Contrappunti (Counterpoints) is another interesting offering that is, essentially, a concerto for string and orchestra. Of the three works here, this is the longest, the most “neo-Romantic” and has some fascinating connections with Beethoven. It is said that Ghedini was a great admirer of Beethoven’s music, the string quartets in particular, and that Counterpoints was intended to pay homage to those works. There is certainly a connection, stylistically, to the late, introspective Beethoven quartets and Ghedini’s use of dark hues and some dramatic ritardandi, silences and melancholy – particularly the Andante misterioso – are quite reminiscent of the master. The closing Allegro vivo begins with a series of short, impulsive bits of melody that start and stop only to lead into an energetic, nervous conclusion. I enjoyed this work a great deal, also!
Ghedini’s Marinaresca e baccanale (Sea Piece and Bacchanale) is the composer’s offering to seascapes and sailors’ life. Ghedini was enamoured with the Mediterranean and the sea in general. In fact, he apparently wrote an oratorio based on Melville’s “Billy Budd” as well as his “Moby Dick”. The present Marinescara is a picturesque work, but, as musicologist John Waterhouse has commented, this piece bears no resemblance to either Britten or the iconic La Mer of Debussy. This piece is, in many ways, a reflection on the sea and its effect on coastal lands; it is not a “depiction” of the sea with waves and such. There are actually a few moments reminiscent of Strauss, in fact. Some of the Ghedini touches including repeated propulsion and lush chords are here and this is another work that really should get more play.
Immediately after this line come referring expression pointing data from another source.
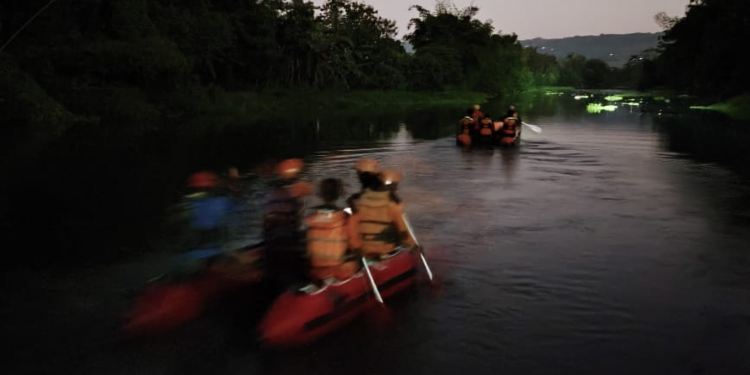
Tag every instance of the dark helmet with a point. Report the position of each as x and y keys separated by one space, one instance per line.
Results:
x=203 y=180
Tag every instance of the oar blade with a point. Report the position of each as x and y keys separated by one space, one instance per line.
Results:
x=534 y=128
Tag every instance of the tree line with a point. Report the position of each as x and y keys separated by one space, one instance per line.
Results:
x=703 y=52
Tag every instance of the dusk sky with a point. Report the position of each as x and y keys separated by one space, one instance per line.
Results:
x=550 y=18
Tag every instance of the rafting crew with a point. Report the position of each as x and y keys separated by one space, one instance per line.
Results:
x=285 y=261
x=380 y=219
x=201 y=224
x=478 y=127
x=486 y=130
x=331 y=237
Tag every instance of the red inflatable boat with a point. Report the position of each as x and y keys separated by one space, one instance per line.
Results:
x=298 y=317
x=165 y=306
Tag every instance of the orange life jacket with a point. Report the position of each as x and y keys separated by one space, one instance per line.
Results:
x=477 y=116
x=510 y=127
x=376 y=226
x=327 y=237
x=485 y=127
x=464 y=139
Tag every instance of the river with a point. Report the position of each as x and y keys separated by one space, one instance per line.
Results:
x=612 y=243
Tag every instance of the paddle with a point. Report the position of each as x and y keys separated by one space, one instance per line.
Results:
x=533 y=128
x=421 y=251
x=374 y=286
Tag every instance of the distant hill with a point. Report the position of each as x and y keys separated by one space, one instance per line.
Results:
x=615 y=49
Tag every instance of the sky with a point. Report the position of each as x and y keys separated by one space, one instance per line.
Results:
x=549 y=18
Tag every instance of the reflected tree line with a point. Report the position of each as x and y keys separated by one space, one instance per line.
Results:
x=700 y=53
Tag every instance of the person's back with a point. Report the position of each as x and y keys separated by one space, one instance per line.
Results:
x=367 y=172
x=203 y=217
x=282 y=221
x=329 y=236
x=380 y=221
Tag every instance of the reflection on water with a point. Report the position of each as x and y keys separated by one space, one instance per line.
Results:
x=612 y=243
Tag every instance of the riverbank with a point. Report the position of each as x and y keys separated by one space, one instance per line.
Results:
x=737 y=107
x=250 y=107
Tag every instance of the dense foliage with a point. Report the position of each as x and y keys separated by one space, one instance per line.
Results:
x=701 y=53
x=147 y=62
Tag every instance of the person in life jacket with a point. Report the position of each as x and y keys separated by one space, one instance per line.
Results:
x=463 y=137
x=486 y=127
x=513 y=112
x=476 y=115
x=206 y=212
x=510 y=131
x=380 y=221
x=330 y=236
x=282 y=224
x=367 y=173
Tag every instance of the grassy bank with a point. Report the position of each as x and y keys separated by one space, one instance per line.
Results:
x=737 y=107
x=273 y=104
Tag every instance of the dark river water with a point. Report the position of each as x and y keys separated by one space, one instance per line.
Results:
x=612 y=243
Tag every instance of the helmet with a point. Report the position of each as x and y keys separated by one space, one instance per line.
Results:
x=289 y=168
x=203 y=180
x=233 y=173
x=367 y=166
x=390 y=177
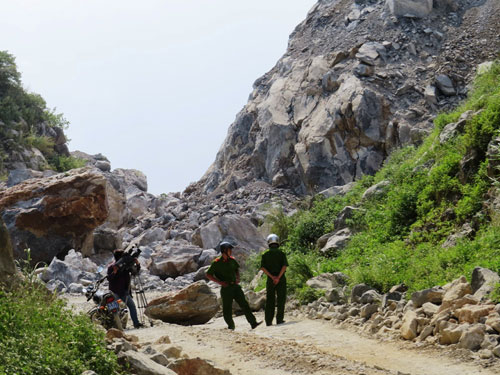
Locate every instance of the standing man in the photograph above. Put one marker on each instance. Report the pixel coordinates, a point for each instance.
(224, 270)
(119, 283)
(274, 265)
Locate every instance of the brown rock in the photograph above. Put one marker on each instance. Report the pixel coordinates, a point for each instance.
(451, 333)
(7, 266)
(196, 304)
(473, 337)
(195, 366)
(457, 289)
(52, 214)
(493, 321)
(472, 313)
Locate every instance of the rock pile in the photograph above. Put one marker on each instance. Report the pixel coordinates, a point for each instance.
(158, 358)
(458, 313)
(358, 79)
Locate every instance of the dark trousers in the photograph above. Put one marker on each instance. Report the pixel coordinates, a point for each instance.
(275, 295)
(230, 293)
(127, 298)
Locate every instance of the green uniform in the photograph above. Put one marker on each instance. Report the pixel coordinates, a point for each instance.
(273, 261)
(226, 271)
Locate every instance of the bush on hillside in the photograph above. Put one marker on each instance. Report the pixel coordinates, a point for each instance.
(40, 335)
(399, 237)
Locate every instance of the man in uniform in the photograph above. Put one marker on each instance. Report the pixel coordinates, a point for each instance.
(224, 270)
(274, 265)
(119, 283)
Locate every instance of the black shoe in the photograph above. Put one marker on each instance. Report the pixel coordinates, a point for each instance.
(256, 324)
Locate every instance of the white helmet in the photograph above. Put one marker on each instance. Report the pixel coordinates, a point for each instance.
(273, 239)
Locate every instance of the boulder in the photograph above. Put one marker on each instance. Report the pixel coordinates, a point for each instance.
(433, 295)
(483, 281)
(141, 364)
(256, 300)
(336, 242)
(473, 313)
(376, 190)
(59, 270)
(457, 289)
(106, 239)
(345, 215)
(368, 310)
(335, 296)
(493, 321)
(176, 260)
(444, 84)
(327, 280)
(195, 366)
(54, 214)
(451, 333)
(369, 52)
(410, 8)
(196, 304)
(409, 327)
(7, 265)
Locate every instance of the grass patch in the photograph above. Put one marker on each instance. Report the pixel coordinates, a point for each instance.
(40, 335)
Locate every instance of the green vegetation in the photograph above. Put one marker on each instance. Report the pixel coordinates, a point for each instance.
(23, 115)
(39, 335)
(433, 191)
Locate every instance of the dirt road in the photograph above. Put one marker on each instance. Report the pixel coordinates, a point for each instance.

Naxos is to be commended, again, for recording works not heard enough. In some cases, they have released and marketed entire series of CDs along a geographic or historic series. This disc is the latest showcasing composers from mid-century Italy; including some offerings by Malipiero, Ferrara, Petrassi, Casella and, now, Giorgio Ghedini. Ghedini’s music will, most likely, remain a bit of an asterisk in the twentieth century European genre. However, it is well worth exploring and there is always a certain fascination to learning about composers who created their own style despite – or in spite of – what were the popular idioms around them at the time.
The Rome Symphony, the featured soloists and conductor Francesco La Vecchia all give strong, committed and convincing performances and the sonic quality is at Naxos’ usual high standards. I strongly recommend you check this out!